I don’t see color! – This is perhaps one of the most annoying statements people of color hear from white people who think they’re being all open-minded and progressive. To say that you don’t see color when you deal with people is ignorant unless you actually have a visual or neurological impairment that literally makes you see in black and white or to not be able to somehow differentiate pale skin from darker skin. To be honest, this is a form of erasure. It’s like saying a person’s very identity and background doesn’t matter. But it does. We are many of us defined by our cultural, racial and/or ethnic backgrounds. That doesn’t mean people of color are stereotypes, but it does mean they tend to have various (and varied from person to person) distinct character traits (good, bad or neutral) that come from their racial background and racial experience. Black people, overall, often have different cultural behaviors and language compared to white people, for example. It’s a fact. Someone who is part of an immigrant family or only a generation or two removed from immigration probably has all kinds of cultural differences compared to the average white person. Ignoring that is being purposefully ignorant. When a white person from the North meets a white person from the Deep South, you can best believe that Northern white person is gonna notice differences in the way the other person speaks, reacts to situations, eats, etc. (and vice-versa). So don’t act like you didn’t notice the person in front of you was Black, brown or whatever. Acknowledge and respect differences; don’t pretend they don’t exist or don’t matter. Acceptance is better than mere inclusion.

Oh my gosh, can I touch your hair? – This is a statement that is so often followed by the white person who said it putting their hand into the hair of a Black person without actually waiting for permission. It’s a very specific example, but probably one of the big ones that Black people complain about because it happens to them or to their children, and there are all kinds of variations on this theme. But regardless of whether it’s hair or something else, it’s invasive and creepy. It turns non-white people into something like the human equivalent of zoo animals. It is, in a sense, as fetishistic as the white person who “only dates Black (or Latinx, or whatever) people” (often because they are seen as exotic). People of color and other forms of difference are not interactive exhibits to be handled or ogled at the whim of people in the more mainstream/privileged groups (white, cis-male, hetero, Christian). This is the kind of thing that happens when people think they’re being open-minded and/or progressive, but instead they are making the person’s difference(s) the only interesting or important thing. Turning a person into an object.

You speak so well – This is the example I will finish with. I mean, I could go on and on and on but I just want to give you some starting points to open your own eyes. The previous two examples were on the two ends of the spectrum: “color-blind” vs. “fetishist.” This you speak so well example is often committed by white people not only at both ends of the spectrum but most of them in between. It often comes out in other variations: You write so clearly, you speak so eloquently, you’re a credit to your race, etc. It’s insulting because chances are in the 95% or more range that you would never say the same thing to a white person if you read something they wrote or listened to them speak publicly or argue a point in a discussion.

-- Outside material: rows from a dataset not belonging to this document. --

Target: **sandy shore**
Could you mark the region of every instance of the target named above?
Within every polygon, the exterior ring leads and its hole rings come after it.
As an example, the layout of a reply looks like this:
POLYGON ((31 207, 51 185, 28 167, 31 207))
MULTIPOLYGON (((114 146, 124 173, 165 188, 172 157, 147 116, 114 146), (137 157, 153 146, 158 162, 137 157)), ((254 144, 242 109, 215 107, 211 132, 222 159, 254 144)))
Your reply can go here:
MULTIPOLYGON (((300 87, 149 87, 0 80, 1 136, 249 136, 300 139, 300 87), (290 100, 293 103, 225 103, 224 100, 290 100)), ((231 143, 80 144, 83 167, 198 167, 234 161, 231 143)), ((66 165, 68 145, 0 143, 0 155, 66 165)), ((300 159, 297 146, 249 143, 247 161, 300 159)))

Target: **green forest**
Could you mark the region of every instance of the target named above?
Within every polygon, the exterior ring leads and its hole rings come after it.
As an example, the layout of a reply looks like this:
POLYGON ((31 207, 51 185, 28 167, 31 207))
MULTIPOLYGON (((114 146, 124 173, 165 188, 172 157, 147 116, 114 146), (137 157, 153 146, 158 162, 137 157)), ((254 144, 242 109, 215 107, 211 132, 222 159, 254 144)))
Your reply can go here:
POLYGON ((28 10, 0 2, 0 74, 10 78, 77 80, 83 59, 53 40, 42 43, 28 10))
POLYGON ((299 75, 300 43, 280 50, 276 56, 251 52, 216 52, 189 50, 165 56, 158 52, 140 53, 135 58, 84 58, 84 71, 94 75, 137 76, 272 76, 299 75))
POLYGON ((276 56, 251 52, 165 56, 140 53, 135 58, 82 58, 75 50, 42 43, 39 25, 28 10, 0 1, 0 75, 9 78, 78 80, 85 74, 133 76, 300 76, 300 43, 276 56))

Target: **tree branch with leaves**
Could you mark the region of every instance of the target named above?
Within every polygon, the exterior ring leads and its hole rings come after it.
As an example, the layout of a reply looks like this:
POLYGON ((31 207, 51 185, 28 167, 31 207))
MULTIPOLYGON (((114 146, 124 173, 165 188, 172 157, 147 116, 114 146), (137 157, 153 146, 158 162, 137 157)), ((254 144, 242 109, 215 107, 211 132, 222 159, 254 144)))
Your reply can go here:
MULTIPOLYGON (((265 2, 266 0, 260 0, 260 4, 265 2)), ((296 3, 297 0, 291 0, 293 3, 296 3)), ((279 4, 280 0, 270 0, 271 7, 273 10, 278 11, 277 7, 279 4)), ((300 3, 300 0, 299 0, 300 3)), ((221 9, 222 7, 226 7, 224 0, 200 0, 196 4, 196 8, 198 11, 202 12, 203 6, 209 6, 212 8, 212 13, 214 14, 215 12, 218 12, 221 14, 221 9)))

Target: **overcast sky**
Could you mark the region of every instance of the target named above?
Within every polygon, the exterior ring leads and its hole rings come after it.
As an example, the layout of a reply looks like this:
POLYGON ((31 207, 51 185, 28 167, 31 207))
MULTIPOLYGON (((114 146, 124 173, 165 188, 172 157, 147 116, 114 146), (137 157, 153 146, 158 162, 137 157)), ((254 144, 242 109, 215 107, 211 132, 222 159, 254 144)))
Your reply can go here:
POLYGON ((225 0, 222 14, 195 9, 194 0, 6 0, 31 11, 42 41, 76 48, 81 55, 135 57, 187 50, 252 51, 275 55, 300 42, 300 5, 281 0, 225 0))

It is insulting because underlying it is the suggestion: “Most of the people who look like you are lesser in skill than us white people but you’re different.” Under the guise (and often the honest intention) of sincere flattery, you’ve just not only insulted most of the person’s fellow race/ethnicity but also “othered” them…set them apart from everyone else and made them out to be something rare and not belonging to any “normal” group. It’s one thing to tell a person of color, for example, after a talk they’ve given, “That really moved me” or “I learned a lot from hearing you speak”…that’s often fine. But that’s because it’s the same kind of thing you would say to a white person who spoke. Don’t give the backhanded compliments, though, spiced up with racism or bigotry, however unintentioned it might be.